Lists Home |
Date Index |
> First of all, the XML specification,
> http://www.w3.org/TR/2000/REC-xml-20001006, not only dictates the XML syntax,
> but also includes the DTD language. Put it in another way; the spec is XML
> syntax plus a schema language. Is that a correct interpretation/perspective?
Yes, it has both.
> For example, a validating XML parser has
> nothing nothing to do with W3C XML Schema or any other schema language, but
> if it checks against the DTD.
Right, of course the XML Schema specification defines new terms
"schema-valid" and "schema-validity".
> My conclusions from this reasoning, which surely can be wrong, is that for
> example a XHTML document which looks like this:
> <?xml version="1.0" encoding="UTF-8" ?>
> <html xmlns="http://www.w3.org/1999/xhtml">
> is _not_ valid XML, because it doesn't have a DOCTYPE thingy. Even
> says it: http://www.w3.org/TR/xhtml1/#docconf.
Right, there is no DTD so validity is unknown per se. Now, an
application that uses an XML parser may modify the document by adding in
the DOCTYPE (for example, SAX processors allow you to insert an external
> In other words, the XML specification ties the term "validness" to a
> particular syntax, the DTD schema language. It's not an abstract term which
> means "conforms to a model of the XML format", such that any schema language
> can be used to "define" validness.
In a very technical and correct use of the term valid, yes. However,
people use the term valid when referring to XML Schema validity and
RELAXNG validity and so on.
> But does it matter if a document is Not valid? What if one walks out in this
> world writing/generating documents which are not valid?

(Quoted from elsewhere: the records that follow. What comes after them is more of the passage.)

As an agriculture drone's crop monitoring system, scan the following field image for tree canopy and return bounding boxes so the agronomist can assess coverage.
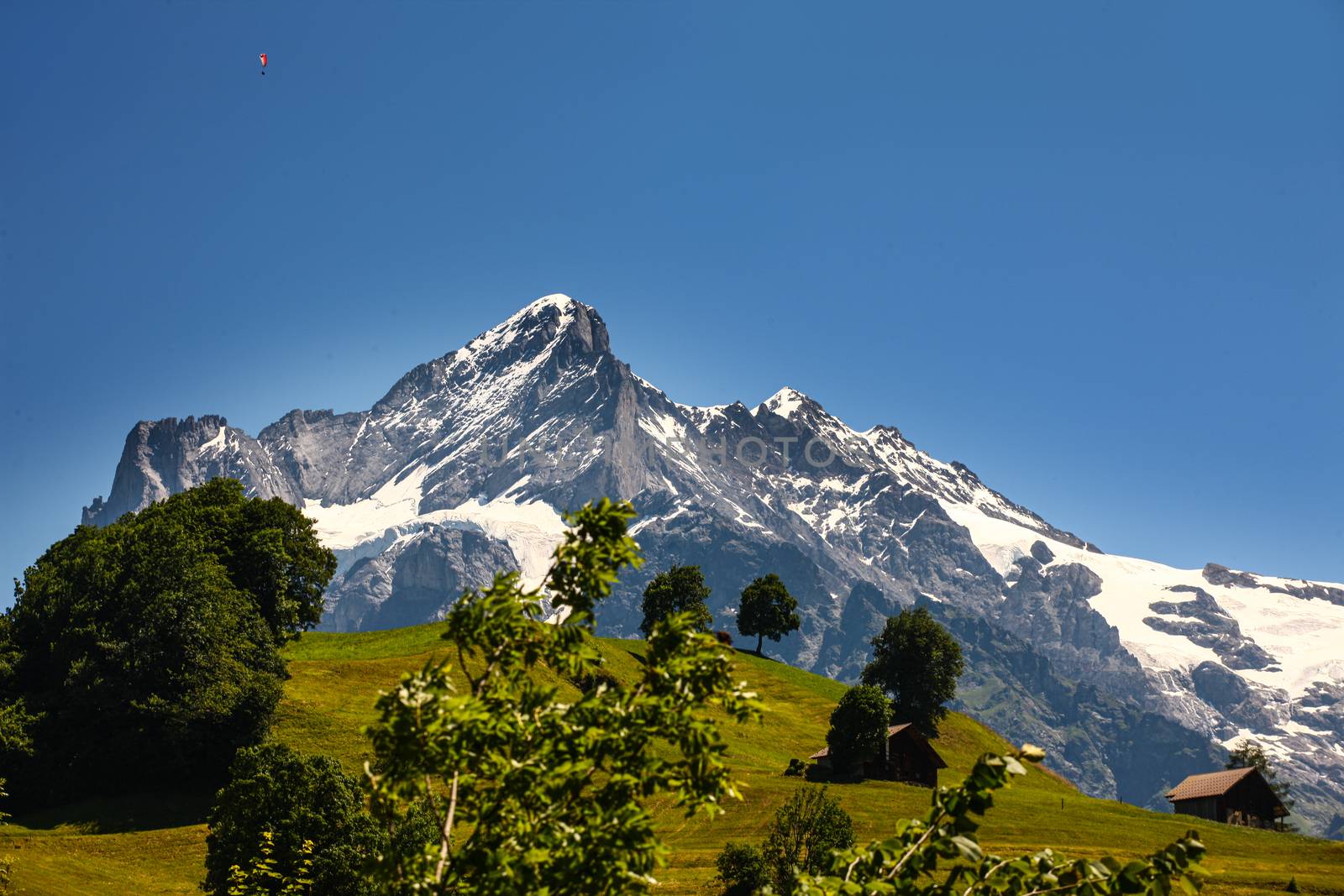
[368,500,755,896]
[738,572,800,657]
[827,685,891,773]
[863,607,965,737]
[0,479,336,804]
[640,565,714,638]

This is perfectly legal-- however there are a lot of situations where
the validity of a document is assumed by a business process. For example
you and a trading partner are passing documents back and forth-- that
trading partner assumes your document is constructed according to an
agreed on DTD-- validity insures this. Likewise, if you construct an
invalid XHTML document there is a good chance that a browser won't
understand it-- for example if you add a <dog/> element. Of course, most
browsers are pretty lenient.
> The DTD specifies the logical structure, but also identifies /what/ type of
> document it is, e.g. the public identifier. But isn't XML namespaces for
> this? When the XHTML namespace is declared in the xhtml element, wouldn't
> that be enough?
This is not what namespaces are for-- they are only for distinguishing
elements from different vocabularies used in the same document-- the
public identifier applies to the whole document. Now, both Public Idents
and Namespaces have been used to point to a catalog of schemata for
validating (e.g., see RDDL)-- but that is another matter.